AI-driven irrigation systems for sustainable water management: A systematic review and meta-analytical insights


OĞUZTÜRK G.

Smart Agricultural Technology, cilt.11, 2025 (Scopus) identifier identifier

  • Yayın Türü: Makale / Derleme
  • Cilt numarası: 11
  • Basım Tarihi: 2025
  • Doi Numarası: 10.1016/j.atech.2025.100982
  • Dergi Adı: Smart Agricultural Technology
  • Derginin Tarandığı İndeksler: Scopus
  • Anahtar Kelimeler: Al-enhanced irrigation, Climate resilience, Iot-based monitoring, Machine learning, Precision farming, Smart agriculture
  • Recep Tayyip Erdoğan Üniversitesi Adresli: Evet

Özet

This review systematically examines recent advancements in AI-driven irrigation systems and their role in achieving sustainable water management under climate-resilient agricultural practices. By integrating machine learning algorithms, computer vision, and IoT-based sensors, these autonomous systems enable real-time soil–plant monitoring, adaptive water scheduling, and resource optimization across diverse agro-climatic contexts. Drawing upon a broad range of peer-reviewed experimental and modeling studies published between 2018 and 2025, the review highlights measurable improvements in water-use efficiency, energy savings, and crop productivity.

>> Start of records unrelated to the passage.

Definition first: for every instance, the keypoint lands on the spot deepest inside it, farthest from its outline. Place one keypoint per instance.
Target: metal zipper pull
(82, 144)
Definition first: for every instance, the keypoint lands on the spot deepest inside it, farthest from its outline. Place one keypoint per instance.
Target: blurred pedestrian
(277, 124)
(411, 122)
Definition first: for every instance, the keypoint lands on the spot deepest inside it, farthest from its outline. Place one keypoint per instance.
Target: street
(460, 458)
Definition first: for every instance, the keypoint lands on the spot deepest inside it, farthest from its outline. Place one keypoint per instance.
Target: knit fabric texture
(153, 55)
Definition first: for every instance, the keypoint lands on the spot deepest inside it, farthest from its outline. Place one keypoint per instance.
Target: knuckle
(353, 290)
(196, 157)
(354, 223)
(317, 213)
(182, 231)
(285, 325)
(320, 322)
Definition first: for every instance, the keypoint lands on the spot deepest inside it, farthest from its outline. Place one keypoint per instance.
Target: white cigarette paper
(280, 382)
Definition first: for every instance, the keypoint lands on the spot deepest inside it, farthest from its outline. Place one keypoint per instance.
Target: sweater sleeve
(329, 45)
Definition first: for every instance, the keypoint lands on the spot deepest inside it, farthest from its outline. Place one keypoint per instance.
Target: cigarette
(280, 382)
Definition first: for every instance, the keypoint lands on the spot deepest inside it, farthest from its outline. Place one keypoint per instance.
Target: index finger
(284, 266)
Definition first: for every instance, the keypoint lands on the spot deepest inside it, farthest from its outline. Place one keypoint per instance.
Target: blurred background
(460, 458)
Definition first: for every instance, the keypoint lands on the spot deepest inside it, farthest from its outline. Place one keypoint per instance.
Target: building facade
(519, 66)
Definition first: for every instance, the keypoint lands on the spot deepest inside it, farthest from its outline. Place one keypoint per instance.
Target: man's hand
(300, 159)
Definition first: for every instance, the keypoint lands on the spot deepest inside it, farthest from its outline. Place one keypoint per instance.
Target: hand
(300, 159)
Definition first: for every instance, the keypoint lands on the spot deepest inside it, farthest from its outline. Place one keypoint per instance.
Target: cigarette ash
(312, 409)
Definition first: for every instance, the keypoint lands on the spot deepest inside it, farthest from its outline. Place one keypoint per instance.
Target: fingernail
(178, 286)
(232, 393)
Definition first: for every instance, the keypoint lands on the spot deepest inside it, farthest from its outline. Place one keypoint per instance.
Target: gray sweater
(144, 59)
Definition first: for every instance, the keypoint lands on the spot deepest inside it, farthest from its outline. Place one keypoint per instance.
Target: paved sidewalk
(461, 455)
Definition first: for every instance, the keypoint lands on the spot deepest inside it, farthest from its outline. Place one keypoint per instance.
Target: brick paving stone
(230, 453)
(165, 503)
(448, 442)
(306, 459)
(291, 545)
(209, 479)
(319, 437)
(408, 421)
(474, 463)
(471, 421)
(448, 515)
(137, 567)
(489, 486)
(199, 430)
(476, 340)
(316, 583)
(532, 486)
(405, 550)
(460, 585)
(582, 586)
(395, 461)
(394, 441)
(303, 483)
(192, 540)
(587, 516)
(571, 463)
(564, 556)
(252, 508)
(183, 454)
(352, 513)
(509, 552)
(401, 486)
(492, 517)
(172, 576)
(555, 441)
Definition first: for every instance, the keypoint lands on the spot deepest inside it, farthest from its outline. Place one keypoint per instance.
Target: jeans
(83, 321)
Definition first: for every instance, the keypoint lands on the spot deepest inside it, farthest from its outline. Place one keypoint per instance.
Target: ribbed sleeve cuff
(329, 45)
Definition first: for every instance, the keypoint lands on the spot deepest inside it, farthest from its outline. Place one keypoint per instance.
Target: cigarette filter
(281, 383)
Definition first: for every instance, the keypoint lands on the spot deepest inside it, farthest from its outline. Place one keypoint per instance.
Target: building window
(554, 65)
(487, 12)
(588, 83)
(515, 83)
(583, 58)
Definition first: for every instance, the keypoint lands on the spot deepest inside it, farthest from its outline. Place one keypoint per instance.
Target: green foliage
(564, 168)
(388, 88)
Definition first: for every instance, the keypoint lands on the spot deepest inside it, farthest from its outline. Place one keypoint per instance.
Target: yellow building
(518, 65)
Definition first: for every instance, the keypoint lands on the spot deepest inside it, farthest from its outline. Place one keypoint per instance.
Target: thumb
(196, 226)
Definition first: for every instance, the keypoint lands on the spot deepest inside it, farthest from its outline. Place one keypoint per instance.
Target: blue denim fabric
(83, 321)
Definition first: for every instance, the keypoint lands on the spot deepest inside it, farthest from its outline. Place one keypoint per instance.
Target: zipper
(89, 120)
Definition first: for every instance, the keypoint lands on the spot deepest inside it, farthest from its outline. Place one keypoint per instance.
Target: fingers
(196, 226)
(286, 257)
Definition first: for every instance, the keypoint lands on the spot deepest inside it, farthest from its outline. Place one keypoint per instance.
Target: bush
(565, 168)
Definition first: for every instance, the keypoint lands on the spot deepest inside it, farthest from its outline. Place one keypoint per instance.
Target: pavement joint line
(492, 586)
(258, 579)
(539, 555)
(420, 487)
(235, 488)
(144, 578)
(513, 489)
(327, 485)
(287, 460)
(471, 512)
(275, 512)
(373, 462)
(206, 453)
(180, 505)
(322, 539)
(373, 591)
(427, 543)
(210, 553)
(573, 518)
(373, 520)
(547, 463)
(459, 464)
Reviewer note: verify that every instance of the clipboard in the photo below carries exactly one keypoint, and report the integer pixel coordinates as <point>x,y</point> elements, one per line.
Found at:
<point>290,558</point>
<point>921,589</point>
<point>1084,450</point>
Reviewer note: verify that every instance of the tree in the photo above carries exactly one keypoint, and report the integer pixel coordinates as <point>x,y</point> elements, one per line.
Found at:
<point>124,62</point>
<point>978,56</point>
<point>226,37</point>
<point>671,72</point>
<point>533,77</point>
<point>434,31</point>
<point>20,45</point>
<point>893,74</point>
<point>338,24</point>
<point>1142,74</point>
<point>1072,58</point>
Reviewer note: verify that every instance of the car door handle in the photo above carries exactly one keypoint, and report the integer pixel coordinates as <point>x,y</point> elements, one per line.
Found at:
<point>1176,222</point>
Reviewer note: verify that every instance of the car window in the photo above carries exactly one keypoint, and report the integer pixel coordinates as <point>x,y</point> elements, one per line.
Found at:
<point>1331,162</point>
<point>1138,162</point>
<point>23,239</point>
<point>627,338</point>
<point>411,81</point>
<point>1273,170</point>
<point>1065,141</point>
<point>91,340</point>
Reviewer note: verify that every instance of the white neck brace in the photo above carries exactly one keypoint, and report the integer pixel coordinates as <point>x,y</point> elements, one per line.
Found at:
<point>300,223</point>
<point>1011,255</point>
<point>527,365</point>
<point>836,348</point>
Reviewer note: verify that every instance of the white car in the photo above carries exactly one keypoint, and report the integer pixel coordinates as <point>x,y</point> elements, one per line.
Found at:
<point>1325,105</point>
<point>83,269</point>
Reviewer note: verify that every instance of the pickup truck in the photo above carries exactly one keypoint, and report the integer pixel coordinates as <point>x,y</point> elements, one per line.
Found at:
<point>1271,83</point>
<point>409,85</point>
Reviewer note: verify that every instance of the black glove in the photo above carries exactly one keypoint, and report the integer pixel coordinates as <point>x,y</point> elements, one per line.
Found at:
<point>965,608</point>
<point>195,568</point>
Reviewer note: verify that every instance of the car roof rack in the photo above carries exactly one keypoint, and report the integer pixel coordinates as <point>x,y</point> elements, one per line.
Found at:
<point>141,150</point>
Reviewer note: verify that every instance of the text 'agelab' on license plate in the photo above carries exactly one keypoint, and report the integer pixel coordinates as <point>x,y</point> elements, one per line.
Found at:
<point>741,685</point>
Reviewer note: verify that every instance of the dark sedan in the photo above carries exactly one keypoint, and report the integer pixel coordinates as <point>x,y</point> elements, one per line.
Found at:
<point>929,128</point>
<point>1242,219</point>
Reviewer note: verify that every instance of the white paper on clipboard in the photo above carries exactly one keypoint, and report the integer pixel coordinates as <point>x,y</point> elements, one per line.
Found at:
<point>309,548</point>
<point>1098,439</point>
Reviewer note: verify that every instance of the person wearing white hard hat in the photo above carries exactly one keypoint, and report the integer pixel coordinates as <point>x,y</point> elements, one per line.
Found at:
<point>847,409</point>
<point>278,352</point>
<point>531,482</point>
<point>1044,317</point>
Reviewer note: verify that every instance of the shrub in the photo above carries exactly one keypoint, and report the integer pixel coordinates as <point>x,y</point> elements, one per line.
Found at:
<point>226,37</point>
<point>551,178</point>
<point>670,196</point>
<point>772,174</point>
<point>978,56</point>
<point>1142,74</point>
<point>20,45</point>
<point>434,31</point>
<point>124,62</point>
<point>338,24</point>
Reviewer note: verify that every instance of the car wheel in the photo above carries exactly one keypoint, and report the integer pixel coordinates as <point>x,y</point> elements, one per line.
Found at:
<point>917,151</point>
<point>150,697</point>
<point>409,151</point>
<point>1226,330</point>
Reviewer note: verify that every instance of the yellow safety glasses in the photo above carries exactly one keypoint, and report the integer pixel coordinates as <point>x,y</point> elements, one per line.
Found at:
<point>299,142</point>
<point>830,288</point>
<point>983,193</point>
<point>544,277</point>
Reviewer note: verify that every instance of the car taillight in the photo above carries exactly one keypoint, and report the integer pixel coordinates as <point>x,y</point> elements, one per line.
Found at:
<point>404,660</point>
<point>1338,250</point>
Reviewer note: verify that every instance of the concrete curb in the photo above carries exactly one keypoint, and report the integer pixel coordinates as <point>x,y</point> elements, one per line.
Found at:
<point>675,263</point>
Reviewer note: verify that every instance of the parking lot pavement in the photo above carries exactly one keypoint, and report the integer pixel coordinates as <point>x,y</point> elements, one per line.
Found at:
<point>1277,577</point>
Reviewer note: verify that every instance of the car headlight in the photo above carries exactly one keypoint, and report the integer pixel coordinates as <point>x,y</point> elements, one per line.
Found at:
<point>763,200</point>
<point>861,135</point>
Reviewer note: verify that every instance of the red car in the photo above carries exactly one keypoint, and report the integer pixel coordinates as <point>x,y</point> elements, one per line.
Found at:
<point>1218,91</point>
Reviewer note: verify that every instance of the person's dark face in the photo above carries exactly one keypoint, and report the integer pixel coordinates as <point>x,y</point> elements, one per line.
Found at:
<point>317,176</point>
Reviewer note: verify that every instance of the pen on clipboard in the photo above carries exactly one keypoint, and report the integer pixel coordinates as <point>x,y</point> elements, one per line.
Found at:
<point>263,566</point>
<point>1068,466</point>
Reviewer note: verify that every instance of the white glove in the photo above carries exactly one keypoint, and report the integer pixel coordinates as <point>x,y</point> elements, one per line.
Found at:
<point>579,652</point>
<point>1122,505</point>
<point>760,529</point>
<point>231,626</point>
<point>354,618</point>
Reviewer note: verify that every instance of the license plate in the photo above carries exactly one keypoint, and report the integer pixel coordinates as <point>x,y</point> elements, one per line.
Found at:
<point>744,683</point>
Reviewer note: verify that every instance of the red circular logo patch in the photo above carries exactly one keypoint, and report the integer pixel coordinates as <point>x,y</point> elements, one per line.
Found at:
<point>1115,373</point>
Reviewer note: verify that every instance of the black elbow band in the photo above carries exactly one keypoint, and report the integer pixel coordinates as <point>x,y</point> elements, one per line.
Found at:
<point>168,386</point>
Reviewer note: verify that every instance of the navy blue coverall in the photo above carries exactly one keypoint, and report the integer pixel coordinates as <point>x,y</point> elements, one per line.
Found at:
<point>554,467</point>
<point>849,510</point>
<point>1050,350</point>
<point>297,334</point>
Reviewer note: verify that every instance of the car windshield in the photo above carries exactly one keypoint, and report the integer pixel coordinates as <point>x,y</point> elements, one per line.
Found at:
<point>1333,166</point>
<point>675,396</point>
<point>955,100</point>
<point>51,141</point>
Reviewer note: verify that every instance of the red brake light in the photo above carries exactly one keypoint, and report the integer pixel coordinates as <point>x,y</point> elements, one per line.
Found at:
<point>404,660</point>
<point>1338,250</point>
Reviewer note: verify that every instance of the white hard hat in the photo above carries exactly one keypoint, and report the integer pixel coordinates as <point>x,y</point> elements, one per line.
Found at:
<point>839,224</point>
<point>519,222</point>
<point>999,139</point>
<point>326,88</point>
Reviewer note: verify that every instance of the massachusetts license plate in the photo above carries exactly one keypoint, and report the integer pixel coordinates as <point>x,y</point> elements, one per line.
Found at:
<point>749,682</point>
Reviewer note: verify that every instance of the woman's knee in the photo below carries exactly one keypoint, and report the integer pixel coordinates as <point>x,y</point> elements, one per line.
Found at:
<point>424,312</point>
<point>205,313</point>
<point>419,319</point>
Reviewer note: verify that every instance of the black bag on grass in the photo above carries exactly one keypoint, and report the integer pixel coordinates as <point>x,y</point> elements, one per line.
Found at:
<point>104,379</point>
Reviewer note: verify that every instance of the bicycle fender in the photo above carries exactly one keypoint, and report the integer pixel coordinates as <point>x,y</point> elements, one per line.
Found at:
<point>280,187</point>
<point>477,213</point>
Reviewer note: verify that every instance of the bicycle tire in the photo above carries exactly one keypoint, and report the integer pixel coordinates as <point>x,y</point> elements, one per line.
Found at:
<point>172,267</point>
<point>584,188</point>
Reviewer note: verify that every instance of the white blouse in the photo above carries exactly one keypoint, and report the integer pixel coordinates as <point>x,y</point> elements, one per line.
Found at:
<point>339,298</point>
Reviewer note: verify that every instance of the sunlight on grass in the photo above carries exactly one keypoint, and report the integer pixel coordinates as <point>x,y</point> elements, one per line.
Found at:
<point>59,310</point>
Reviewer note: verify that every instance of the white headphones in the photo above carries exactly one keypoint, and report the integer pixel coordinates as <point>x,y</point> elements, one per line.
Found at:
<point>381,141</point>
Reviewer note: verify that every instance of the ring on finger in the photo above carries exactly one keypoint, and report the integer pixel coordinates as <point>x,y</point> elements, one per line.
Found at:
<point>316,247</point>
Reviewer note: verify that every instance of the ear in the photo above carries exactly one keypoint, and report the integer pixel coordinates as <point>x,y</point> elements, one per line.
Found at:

Meta-analytical synthesis using random-effects models was employed to quantify water savings (30–50 %) and yield improvements (20–30 %), while subgroup analyses compared algorithmic performance (e.g., Random Forest, SVM, CNN) and irrigation methods. Moreover, the study discusses economic feasibility, system interoperability, sensor calibration protocols, and ethical considerations related to data governance. Findings reveal that AI-enabled irrigation offers scalable and cost-effective solutions for climate adaptation, especially in drought-prone and infrastructure-limited regions. Future research opportunities include standardization frameworks, cross-platform compatibility, and expanding validation across diverse crop types and regional settings.